• Max Monaco

    Survivor


    In the United States, male breast cancer occurrences are rare. Only one in 100 cases of breast cancer are male. Max Monaco, 58, of New Jersey, never dreamed he would be that one percent.

    Although Max's mother died of breast cancer at the age of 80 and his sister was diagnosed with the disease in 1985, Max felt risk-free the majority of his life because of the low statistics. However, in August of 1998, Max discovered a lump and made an appointment with an oncologist, just to be safe.

    That appointment and early detection may have saved Max's life. When the biopsy report revealed the tumor was malignant, the oncologist scheduled Max for surgery in September.

    Max says the entire process of the detection, surgery and then follow-up chemotherapy happened as quickly as if a whirlwind had hit him and left him feeling terrified and alone. He was scared for his life and two children.
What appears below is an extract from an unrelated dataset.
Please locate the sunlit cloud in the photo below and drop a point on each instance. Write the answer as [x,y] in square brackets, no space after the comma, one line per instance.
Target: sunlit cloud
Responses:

Max contributes much of his feelings of loneliness to the fact that most support groups and foundations do not know what to say to men or how to reach out to them, because their healing tactics are geared toward women.

    "Everywhere I turned for help, I found most people more compassionate to women. I don't blame them for this. People don't know how to support scared men because it's unusual for us to show our true emotions and weaknesses," Max said. He says his findings with support groups were interesting because the suggested way of healing is to network among survivors. This allows people with similar histories to receive support and encouragement from someone else who has lived through the experience. However, Max says, even though men aren't apt to network, he did benefit from discussions with a man in California who survived prostate and breast cancer.

    After the surgery, Max's most frustrating experience was the lack of follow-up by doctors. He finds it ridiculous that, after undergoing such radical surgery, a medical staff can't find the time to phone the patients at home and make sure they're okay. "After leaving the hospital, you could die [for all they care]. I find it ironic that I get better follow-up when I take my car in for service. At least they call two to three days afterward to make sure everything is running right," he says.

    While Max's wife and sister later contacted various organizations for him to get involved with as a volunteer, he saved his energy to endure three cycles of chemotherapy.

    Max's advice to men and women who contract the dreaded disease: "Ask your doctor all the questions you can. It's imperative that you understand exactly what it is you have. Once you know your diagnosis, shop around for a doctor whom you can get along with."

    Max believes awareness of male breast cancer is growing and that organizations are learning better ways to reach men. He urges fellow male breast cancer survivors to attend support groups, to get involved in organizations, and to learn to express buried feelings to begin the long physical and emotional healing process.